The Observer reports...a Tory MP asked the force to examine whether she gave incorrect information for the electoral register about where she lived in Stockport prior to becoming an MP. Because she listed the house as her primary residence, she did not have to pay the tax. However, her critics have argued she really lived with her former husband, just over a mile away. CGT is payable on second homes.

On Saturday night, it emerged that a former Rayner aide, Matt Finnegan, has written to GMP, contradicting her claims. “There was no doubt in my mind that this was Ms Rayner’s family home where she lived with her then husband, Mark,” his letter states, according to the Sunday Times. “I remember it quite vividly because Ms Rayner was not at home at first and I had to wait for some time in my car before she eventually arrived. It was also memorable in that it was the first and only time I visited her home during the course of my voluntary work for her.”

Asked about pressure on Rayner to publish her tax advice, Jim McMahon, the shadow local government minister, said: “We don’t get many Tory MPs who say if there is wrongdoing found, then they will take the appropriate action and to step aside, you don’t hear Conservatives saying that, and that’s why this is chalk and cheese.”

There remains uncertainty over what exactly GMP is investigating. In a brief statement, it would only say it was looking at “whether any offences have been committed” in the light of material provided by James Daly, the Conservative deputy chairman, who asked them to look at the electoral roll and deeds relating to the sale of her council house. Electoral offences fall under the Representation of the People Act 1983, which states that providing false information to an electoral officer is an offence. It is not clear whether living at two addresses would be considered “false information” since it is not uncommon for people, from students to MPs, to have two residences. The act also has a time limit of 12 months after the offence was committed. A magistrates’ court could extend the deadline for a year in some circumstances. Scott Wortley, a law lecturer at Edinburgh University, said that a police investigation into suspected electoral offences was “completely pointless”.

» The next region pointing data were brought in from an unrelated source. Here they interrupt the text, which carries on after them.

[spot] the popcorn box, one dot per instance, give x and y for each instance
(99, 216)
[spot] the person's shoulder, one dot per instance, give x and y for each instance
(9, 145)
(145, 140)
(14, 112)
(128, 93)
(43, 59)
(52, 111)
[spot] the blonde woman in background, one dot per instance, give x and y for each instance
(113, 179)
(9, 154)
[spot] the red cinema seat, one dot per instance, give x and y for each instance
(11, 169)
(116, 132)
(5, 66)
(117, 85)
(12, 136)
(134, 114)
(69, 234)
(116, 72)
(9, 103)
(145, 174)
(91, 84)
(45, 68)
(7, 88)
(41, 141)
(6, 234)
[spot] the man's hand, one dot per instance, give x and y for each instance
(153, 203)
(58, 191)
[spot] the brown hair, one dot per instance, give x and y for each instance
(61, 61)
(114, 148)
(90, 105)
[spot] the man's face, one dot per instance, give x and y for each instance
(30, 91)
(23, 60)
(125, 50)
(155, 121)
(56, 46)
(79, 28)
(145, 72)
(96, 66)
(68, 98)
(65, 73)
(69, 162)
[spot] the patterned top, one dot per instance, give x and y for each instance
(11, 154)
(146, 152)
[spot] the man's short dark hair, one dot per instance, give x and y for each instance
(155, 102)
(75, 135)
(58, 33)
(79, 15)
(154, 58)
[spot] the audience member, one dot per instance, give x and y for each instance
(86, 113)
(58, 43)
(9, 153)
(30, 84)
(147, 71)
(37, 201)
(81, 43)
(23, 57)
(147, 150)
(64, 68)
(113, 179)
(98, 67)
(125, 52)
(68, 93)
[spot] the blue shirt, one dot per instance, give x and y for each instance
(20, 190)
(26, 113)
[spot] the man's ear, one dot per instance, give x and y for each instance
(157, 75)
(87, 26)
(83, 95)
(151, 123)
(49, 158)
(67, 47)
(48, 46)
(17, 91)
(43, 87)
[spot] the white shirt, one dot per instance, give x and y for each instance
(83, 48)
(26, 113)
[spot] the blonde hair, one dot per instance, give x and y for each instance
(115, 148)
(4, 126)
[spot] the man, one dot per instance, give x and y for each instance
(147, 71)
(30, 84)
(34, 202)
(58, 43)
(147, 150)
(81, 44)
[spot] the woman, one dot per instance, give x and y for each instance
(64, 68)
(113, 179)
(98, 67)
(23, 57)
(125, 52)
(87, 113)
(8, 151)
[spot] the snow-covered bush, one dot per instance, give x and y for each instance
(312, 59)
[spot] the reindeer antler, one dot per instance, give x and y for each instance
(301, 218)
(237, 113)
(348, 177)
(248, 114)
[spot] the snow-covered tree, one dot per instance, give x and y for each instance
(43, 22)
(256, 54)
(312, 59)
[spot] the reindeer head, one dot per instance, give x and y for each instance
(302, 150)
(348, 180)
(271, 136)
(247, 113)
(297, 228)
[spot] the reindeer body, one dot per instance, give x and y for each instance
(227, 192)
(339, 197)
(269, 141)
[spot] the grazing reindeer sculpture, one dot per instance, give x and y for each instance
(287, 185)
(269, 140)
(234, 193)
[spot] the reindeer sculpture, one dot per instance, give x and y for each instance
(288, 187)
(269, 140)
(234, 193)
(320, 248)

“Under the Representation of the People Act, any offence committed under that act has to be prosecuted within one year of the commission of the offence,” he said. “In this situation where the alleged events took place a decade ago, it seems a waste of time and resources to carry out an investigation for something that can’t be prosecuted.” It is also unclear that not paying capital gains tax on a second home would amount to an offence. Dan Neidle, a tax expert who raised questions about whether or not Rayner should have paid capital gains tax on her Stockport home, has said that “calls for prosecutions for tax evasion” were “plain daft”. In 2015 she sold the Vicarage Road property and Neidle estimates that she may have been liable for no more than £3,500 in CGT, or may not have owed any tax in some circumstances.
 
Again fair point but I think there is significant problems with AR story that has been called into question by experts in the field and even her aid saying she was lying. So not just MKB forming suppositions.

I have posted more than once that the original incident could have been closed down with minimal fuss but its the coverup and deceit that will catch her out.
 
Again fair point but I think there is significant problems with AR story that has been called into question by experts in the field and even her aid saying she was lying. So not just MKB forming suppositions.

Unless I'm missing something, is this (below) what her aide is basing his claim on?

On Saturday night, it emerged that a former Rayner aide, Matt Finnegan, has written to GMP, contradicting her claims. “There was no doubt in my mind that this was Ms Rayner’s family home where she lived with her then husband, Mark,” his letter states, according to the Sunday Times. “I remember it quite vividly because Ms Rayner was not at home at first and I had to wait for some time in my car before she eventually arrived. It was also memorable in that it was the first and only time I visited her home during the course of my voluntary work for her.”